Dieses Urteil ist vorläufig vollstreckbar. Der Kläger darf die gegen ihn gerichtete Vollstreckung durch Sicherheitsleistung in Höhe von 110% des vollstreckbaren Betrages abwenden, wenn nicht die Beklagte vor der Vollstreckung Sicherheit in Höhe von 110% des jeweils zu vollstreckenden Betrages leistet.
Die Revision wird nicht zugelassen.
1
Gründe:
2I.
3Der Kläger macht als Leasingnehmer Rückabwicklung eines PKW-Kaufvertrages geltend. Dazu hat er im Wesentlichen zu hohen Kraftstoffverbrauch behauptet. Daneben hat er weitere Mängel, insbesondere im Bereich Schiebedach/Dachhimmel geltend gemacht. Das Landgericht hat seiner Klage überwiegend statt gegeben. Zur Begründung hat es im Wesentlichen ausgeführt: Der Rücktritt des Klägers sei gerechtfertigt, weil die im Prospekt angegebenen Verbrauchswerte beim Fahrzeug des Klägers unter Testbedingungen nicht reproduzierbar seien. Die für den Kraftstoffmehrverbrauch entstandenen Kosten schulde die Beklagte als Schadenersatz. Erstattung von Fahrtkosten zur Wahrnehmung von Werkstattterminen könne der Kläger verlangen, weil Anlass dafür Mängel des Schiebedachs und des Dachhimmels gewesen seien. Wegen der dem zu Grunde liegenden Feststellungen, der Einzelheiten der Entscheidungsgründe des Landgerichts und wegen der in erster Instanz gestellten Anträge wird auf das Urteil des Landgerichts verwiesen.

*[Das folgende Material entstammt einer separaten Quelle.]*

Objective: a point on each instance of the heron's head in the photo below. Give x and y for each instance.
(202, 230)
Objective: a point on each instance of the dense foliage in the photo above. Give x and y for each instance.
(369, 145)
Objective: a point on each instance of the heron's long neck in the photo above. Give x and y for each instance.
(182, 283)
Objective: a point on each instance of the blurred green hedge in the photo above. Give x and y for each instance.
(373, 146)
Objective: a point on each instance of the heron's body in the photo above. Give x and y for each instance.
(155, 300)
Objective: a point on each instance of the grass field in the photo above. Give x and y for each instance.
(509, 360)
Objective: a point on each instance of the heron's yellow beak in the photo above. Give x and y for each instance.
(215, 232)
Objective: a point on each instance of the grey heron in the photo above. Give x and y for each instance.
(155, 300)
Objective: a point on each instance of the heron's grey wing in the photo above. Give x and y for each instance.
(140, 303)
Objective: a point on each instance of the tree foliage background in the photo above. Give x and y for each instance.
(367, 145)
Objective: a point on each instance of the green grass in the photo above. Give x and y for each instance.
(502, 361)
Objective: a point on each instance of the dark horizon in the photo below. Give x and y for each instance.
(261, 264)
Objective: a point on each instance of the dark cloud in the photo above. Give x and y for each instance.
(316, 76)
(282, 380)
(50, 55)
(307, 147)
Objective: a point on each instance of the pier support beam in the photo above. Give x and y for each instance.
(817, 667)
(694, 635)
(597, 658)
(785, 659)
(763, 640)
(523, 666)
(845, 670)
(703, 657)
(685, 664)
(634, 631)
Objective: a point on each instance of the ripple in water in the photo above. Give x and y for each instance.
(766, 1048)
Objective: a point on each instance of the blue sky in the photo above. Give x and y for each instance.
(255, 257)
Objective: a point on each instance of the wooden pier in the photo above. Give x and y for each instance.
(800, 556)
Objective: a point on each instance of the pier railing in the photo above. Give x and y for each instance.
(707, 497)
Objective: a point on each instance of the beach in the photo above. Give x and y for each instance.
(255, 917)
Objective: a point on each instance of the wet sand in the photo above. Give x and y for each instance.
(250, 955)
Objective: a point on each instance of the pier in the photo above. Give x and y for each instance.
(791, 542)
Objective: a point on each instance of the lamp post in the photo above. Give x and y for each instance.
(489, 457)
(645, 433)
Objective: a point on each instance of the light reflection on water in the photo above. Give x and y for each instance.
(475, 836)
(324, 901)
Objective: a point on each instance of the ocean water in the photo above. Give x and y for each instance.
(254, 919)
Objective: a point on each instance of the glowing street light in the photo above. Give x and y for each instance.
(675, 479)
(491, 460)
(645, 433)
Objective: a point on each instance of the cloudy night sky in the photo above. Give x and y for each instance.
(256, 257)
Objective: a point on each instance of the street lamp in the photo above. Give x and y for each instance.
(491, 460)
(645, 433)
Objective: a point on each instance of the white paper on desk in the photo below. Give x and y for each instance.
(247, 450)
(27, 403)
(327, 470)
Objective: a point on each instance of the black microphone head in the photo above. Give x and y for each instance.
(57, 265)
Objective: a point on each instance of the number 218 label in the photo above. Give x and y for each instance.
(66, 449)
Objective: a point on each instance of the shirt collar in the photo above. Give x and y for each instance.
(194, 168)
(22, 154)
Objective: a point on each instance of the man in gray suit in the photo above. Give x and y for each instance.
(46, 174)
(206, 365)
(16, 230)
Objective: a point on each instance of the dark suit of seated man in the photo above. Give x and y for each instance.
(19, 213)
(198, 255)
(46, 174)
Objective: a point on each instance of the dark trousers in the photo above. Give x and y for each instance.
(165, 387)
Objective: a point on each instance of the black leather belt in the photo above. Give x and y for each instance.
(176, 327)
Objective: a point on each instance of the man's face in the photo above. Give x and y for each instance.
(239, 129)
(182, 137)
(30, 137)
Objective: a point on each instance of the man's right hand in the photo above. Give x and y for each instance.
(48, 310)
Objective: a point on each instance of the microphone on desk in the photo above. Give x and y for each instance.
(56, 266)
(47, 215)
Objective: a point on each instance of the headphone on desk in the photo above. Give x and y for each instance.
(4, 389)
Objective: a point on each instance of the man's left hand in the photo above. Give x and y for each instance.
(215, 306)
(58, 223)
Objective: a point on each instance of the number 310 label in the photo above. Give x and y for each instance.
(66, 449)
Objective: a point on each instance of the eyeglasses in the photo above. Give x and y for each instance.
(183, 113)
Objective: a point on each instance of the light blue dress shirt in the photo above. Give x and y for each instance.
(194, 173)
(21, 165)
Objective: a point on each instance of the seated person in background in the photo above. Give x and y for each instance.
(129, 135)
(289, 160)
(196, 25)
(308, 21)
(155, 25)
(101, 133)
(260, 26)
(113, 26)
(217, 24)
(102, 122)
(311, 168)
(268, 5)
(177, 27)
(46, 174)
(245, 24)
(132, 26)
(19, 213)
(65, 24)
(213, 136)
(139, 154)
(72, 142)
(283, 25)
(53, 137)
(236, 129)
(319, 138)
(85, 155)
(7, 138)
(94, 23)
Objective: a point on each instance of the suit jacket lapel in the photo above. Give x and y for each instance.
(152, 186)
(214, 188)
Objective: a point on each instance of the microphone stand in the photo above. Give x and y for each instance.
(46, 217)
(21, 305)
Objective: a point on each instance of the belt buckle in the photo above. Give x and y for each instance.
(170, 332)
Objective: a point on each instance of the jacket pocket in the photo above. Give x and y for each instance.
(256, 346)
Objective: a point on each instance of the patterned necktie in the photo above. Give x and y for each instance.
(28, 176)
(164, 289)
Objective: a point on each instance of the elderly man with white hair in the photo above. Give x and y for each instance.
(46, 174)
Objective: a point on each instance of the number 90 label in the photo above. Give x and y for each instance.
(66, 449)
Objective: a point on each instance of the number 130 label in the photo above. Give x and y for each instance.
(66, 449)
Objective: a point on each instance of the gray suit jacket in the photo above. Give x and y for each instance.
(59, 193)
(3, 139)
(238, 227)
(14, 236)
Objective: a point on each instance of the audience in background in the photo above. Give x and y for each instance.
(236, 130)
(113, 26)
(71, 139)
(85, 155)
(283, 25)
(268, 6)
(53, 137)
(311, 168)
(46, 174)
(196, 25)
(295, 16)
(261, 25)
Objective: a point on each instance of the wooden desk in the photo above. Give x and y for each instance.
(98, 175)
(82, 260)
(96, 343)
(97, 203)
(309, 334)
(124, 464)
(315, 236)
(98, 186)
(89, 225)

4Gegen das Urteil richtet sich die Berufung der Beklagten. Sie macht im Wesentlichen geltend:
5Was den Verbrauch angehe, habe das Landgericht zu Unrecht nicht berücksichtigt, dass der Hersteller für seine Verbrauchsangabe ein zugelassenes Verfahren (Einstellen des Prüfstandes nach Tabellenwerten statt nach dem tatsächlichen Rollwiderstand des Fahrzeuges) angewandt habe. Zudem sei das Erstgutachten des Sachverständigen, in dem er einen zu hohen Verbrauch gefunden hat, wegen Verletzung der Parteiöffentlichkeit und Verstößen gegen andere Grundsätze (eigenverantwortliche Erstellung) nicht verwertbar. Was die vom Landgericht zugesprochenen Kosten für Fahrten zur Werkstatt wegen der Behebung von Mängeln am Schiebedach angehe, fehle es an einer Grundlage dafür, weil damit kein zur Zeit des Gefahrübergangs vorhandener Mangel betroffen sei.
6Die Beklagte beantragt,
7abändernd die Klage abzuweisen.
8Der Kläger beantragt,
9die Berufung zurück zu weisen.
10Er rügt zunächst, die Beklagte existiere unter der mit der Berufungsschrift mitgeteilten Firma nicht. Es sei auch nicht ersichtlich, in welcher Form der als vertretungsberechtigt angegebene H W die Beklagte vertrete. Zudem rügt er Vollmacht der Prozessbevollmächtigten der Beklagten.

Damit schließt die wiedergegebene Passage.